“They can’t hide Boris away forever,” one MP who supports a rival candidate said to me. Most of the MPs I speak to in Westminster launch into a similar conversation without prompting, whichever candidate they support, and that includes MPs of other parties.
They all know that Boris Johnson’s handlers are trying to keep him out of the public eye as much as possible. As the favourite, he has most to lose from scrutiny. His campaign so far has been orderly, disciplined and effective.
A campaign video, of edited snatches of Johnson canvassing on the streets of Peterborough, showed the candidate talking quietly and naturally to voters, who responded well to his advances.
It was accompanied by a series of announcements by MPs that they supported his leadership bid. By the end of this week, he had gained 16 new endorsements, taking his total to 47, well ahead of Michael Gove (32) and Jeremy Hunt (31). This is strikingly different from the confusion and indecision of his last bid for the leadership, torpedoed on the day of its launch by the defection of Gove, his campaign manager.
Many MPs wonder if Johnson can keep it up when the race enters its more public phase, with the first ballot of MPs next week. But when they accuse Johnson of hiding, they also mean that he is avoiding the hard questions about how he would take Britain out of the EU.
So far, he has got away with what his team would call “setting out the broad themes” in the hustings with MPs, from which journalists have been excluded. He has said in public, including in his campaign video, that we’ll come out of the EU, “deal or no deal”, on 31 October.
We have been told, by MPs who were present at the hustings, that he has ruled out a general election, another referendum and suspending parliament as ways of trying to ensure that Brexit is delivered when the Article 50 extension runs out.
But these have all been airy assurances of the “you don’t have to worry about that” kind, rather than specific commitments, and he has not been cross-examined with any rigour about how he intends to deliver.
He says the EU will give the UK a better deal if we threaten to leave without a deal. But by a better deal he means one without the backstop – the guarantee of an open border in Ireland. The EU is not going to agree to that, first because the open border is a non-negotiable principle, and second because it does not believe the UK will leave without a deal anyway.
EU leaders know that the House of Commons will not allow a no-deal exit. They know that the idea of suspending – or proroguing – parliament while the country leaves without a deal on 31 October is not possible.
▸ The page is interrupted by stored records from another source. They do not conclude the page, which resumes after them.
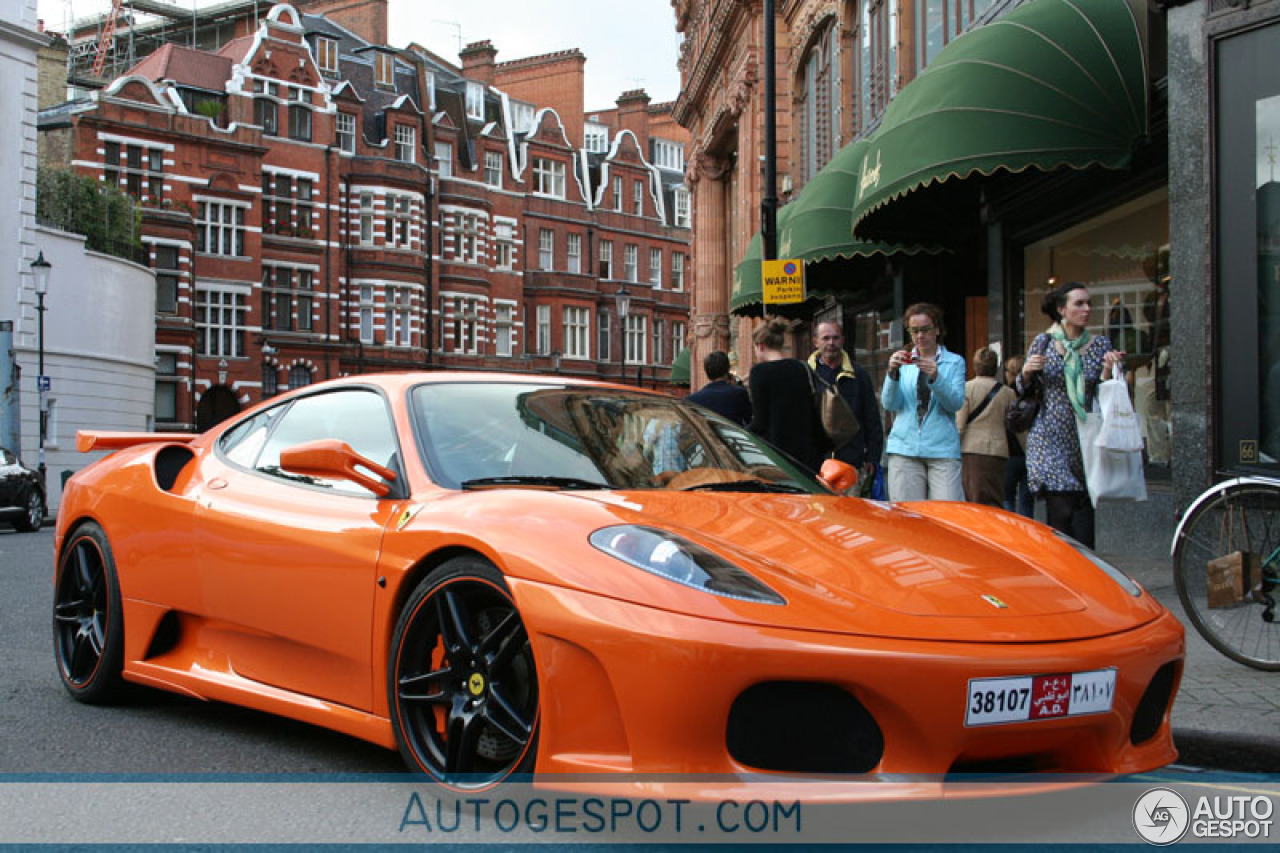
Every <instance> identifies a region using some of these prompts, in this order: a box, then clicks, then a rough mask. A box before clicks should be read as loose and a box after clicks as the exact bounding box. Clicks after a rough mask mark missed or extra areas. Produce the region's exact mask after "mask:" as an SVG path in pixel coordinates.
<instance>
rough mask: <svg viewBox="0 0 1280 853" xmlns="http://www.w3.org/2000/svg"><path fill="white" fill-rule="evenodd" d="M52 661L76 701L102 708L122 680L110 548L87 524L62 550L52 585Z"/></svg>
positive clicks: (89, 524)
mask: <svg viewBox="0 0 1280 853" xmlns="http://www.w3.org/2000/svg"><path fill="white" fill-rule="evenodd" d="M54 658H55V661H56V662H58V674H59V676H61V679H63V686H65V688H67V692H68V693H70V694H72V695H73V697H74V698H76V699H77V701H78V702H84V703H88V704H104V703H108V702H110V701H113V699H114V698H116V697H118V695H119V693H120V689H122V688H123V686H124V680H123V678H122V676H120V672H122V670H123V666H124V616H123V610H122V607H120V585H119V581H118V579H116V574H115V558H114V557H113V556H111V544H110V542H108V539H106V533H104V532H102V528H100V526H99V525H96V524H93V523H92V521H90V523H86V524H82V525H79V526H78V528H76V530H74V532H73V533H72V534H70V535H69V537H68V538H67V544H64V546H63V552H61V556H60V557H59V560H58V575H56V576H55V580H54Z"/></svg>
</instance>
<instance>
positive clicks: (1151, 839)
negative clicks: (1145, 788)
mask: <svg viewBox="0 0 1280 853" xmlns="http://www.w3.org/2000/svg"><path fill="white" fill-rule="evenodd" d="M1189 825H1190V809H1189V808H1187V800H1185V799H1183V798H1181V795H1180V794H1179V793H1178V792H1175V790H1170V789H1167V788H1152V789H1151V790H1148V792H1147V793H1146V794H1143V795H1142V797H1139V798H1138V802H1137V803H1134V804H1133V827H1134V829H1135V830H1138V835H1140V836H1142V839H1143V840H1144V841H1147V843H1148V844H1156V845H1160V847H1164V845H1166V844H1172V843H1174V841H1176V840H1179V839H1180V838H1181V836H1183V835H1185V834H1187V827H1188V826H1189Z"/></svg>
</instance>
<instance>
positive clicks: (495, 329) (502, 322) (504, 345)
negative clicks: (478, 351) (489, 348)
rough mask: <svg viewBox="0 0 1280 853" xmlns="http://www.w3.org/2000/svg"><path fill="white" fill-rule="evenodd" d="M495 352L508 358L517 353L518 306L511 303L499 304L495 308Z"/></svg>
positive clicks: (500, 355)
mask: <svg viewBox="0 0 1280 853" xmlns="http://www.w3.org/2000/svg"><path fill="white" fill-rule="evenodd" d="M494 310H495V316H494V325H495V327H497V328H495V329H494V339H493V346H494V352H495V353H497V355H499V356H503V357H508V356H511V353H512V352H513V351H515V343H516V306H515V305H511V304H509V302H499V304H498V305H497V306H494Z"/></svg>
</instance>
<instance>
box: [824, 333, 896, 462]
mask: <svg viewBox="0 0 1280 853" xmlns="http://www.w3.org/2000/svg"><path fill="white" fill-rule="evenodd" d="M813 346H814V347H815V350H814V352H813V355H810V356H809V368H812V369H813V371H814V373H815V374H818V378H819V379H822V380H823V382H826V383H827V384H828V386H829V384H835V386H836V389H837V391H840V396H841V397H842V398H844V400H845V402H846V403H849V409H850V411H852V412H854V418H856V419H858V424H859V425H860V427H861V429H860V430H859V432H858V434H856V435H855V437H854V439H852V441H851V442H847V443H845V444H844V446H842V447H836V448H835V450H833V451H832V452H831V455H832V456H833V457H835V459H838V460H840V461H841V462H849V464H850V465H852V466H854V467H856V469H858V476H859V483H868V482H870V478H874V476H876V466H877V465H879V460H881V451H882V450H883V448H884V423H883V420H882V419H881V411H879V403H877V402H876V387H874V380H873V379H872V377H870V373H868V371H867V368H863V366H861V365H859V364H856V362H855V361H854V360H852V359H850V357H849V353H847V352H845V334H844V332H841V329H840V324H838V323H835V321H831V320H823V321H822V323H819V324H818V325H817V327H814V330H813Z"/></svg>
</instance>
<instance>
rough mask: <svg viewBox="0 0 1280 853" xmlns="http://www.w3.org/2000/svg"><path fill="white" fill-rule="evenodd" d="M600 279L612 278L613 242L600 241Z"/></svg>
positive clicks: (612, 269)
mask: <svg viewBox="0 0 1280 853" xmlns="http://www.w3.org/2000/svg"><path fill="white" fill-rule="evenodd" d="M599 261H600V264H599V265H600V278H612V277H613V241H612V240H602V241H600V259H599Z"/></svg>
They will have seen John Bercow, the speaker, and a procession of constitutional lawyers line up to say that parliament can block its own prorogation.
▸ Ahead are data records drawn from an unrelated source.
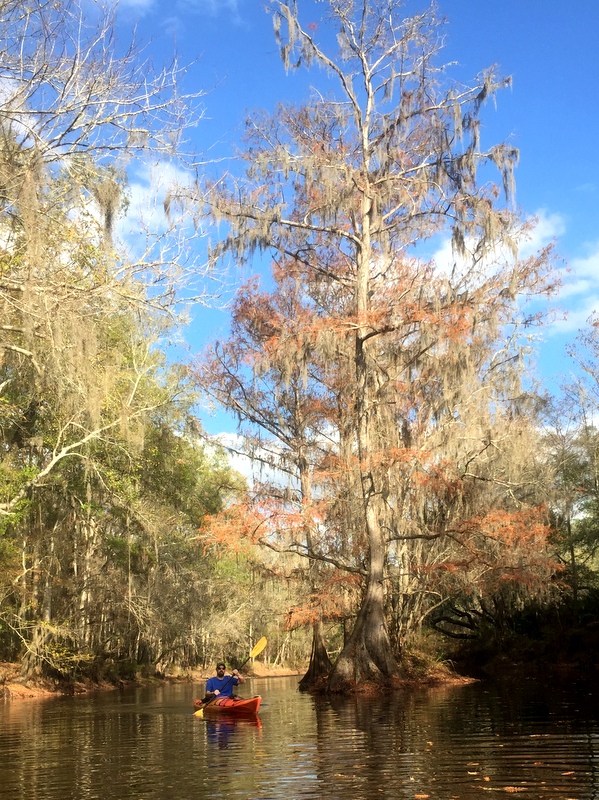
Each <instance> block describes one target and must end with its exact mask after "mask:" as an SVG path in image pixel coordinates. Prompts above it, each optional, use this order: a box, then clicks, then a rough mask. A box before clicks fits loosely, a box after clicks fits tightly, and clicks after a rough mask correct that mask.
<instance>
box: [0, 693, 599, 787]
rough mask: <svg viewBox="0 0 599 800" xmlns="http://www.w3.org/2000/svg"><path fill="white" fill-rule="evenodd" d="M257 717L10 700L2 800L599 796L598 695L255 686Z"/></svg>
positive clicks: (82, 700)
mask: <svg viewBox="0 0 599 800" xmlns="http://www.w3.org/2000/svg"><path fill="white" fill-rule="evenodd" d="M243 690H244V691H243V694H244V695H245V696H251V695H253V694H260V695H262V697H263V706H262V709H261V711H260V717H259V719H250V720H244V719H239V720H234V719H230V718H229V719H219V718H218V717H217V718H214V717H204V718H198V717H195V716H194V715H193V713H192V711H193V707H192V703H193V698H194V696H198V695H199V694H201V687H199V686H197V685H196V686H194V685H191V684H170V685H164V686H158V687H152V688H139V689H128V690H125V691H121V692H119V691H110V692H99V693H97V694H92V695H85V696H77V697H69V698H66V697H65V698H56V699H51V700H45V701H31V700H27V701H13V702H10V703H5V704H4V705H0V798H2V800H128V799H129V798H152V799H153V800H207V798H211V799H214V800H220V799H221V798H222V800H225V798H226V800H234V799H235V798H238V799H239V800H241V799H243V800H303V798H317V799H318V798H335V800H337V799H338V800H375V798H377V800H378V799H379V798H385V799H386V800H403V799H405V800H428V799H429V798H430V800H474V799H475V798H476V800H485V798H489V800H490V799H491V798H493V797H497V795H498V794H499V795H501V796H505V794H511V793H521V794H522V796H523V799H524V800H533V799H534V800H537V798H538V800H541V798H547V799H548V800H558V798H559V800H585V799H586V798H599V713H598V712H599V702H598V696H599V694H598V692H597V691H595V690H594V689H593V688H589V687H584V686H582V685H581V686H579V685H576V684H574V683H572V682H571V681H566V682H564V683H562V684H560V685H559V686H553V685H550V684H542V683H540V682H532V681H523V682H521V683H520V684H518V685H514V684H511V685H507V684H506V685H501V684H487V683H475V684H469V685H466V686H459V687H447V688H436V689H427V690H424V689H422V690H417V691H409V692H407V691H406V692H400V693H397V694H393V695H389V696H387V697H384V698H381V699H377V700H374V701H373V700H366V699H341V698H334V699H332V700H330V699H324V698H313V697H311V696H310V695H305V694H301V693H300V692H298V691H297V678H264V679H252V680H249V681H248V682H247V683H246V684H245V685H244V686H243Z"/></svg>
That leaves an early election or a new referendum as the only ways of breaking the gridlock. Those are the questions around which conversations in Westminster endlessly revolve. Would Johnson, who sees himself as a person of destiny in the mould of Churchill, take the risk of calling an election?
If he stood on a “no-deal if necessary” platform, would Brexit Party voters be won back? Would he have to offer Nigel Farage a seat in the cabinet or a place in the House of Lords? Would Philip Hammond, Amber Rudd and David Gauke quit, or be deselected, or lose their seats to a Brexit Party challenge? Would Johnson win a secure majority for a no-deal exit, or would he just hand No 10 to Jeremy Corbyn, after an election fought on the issue of austerity?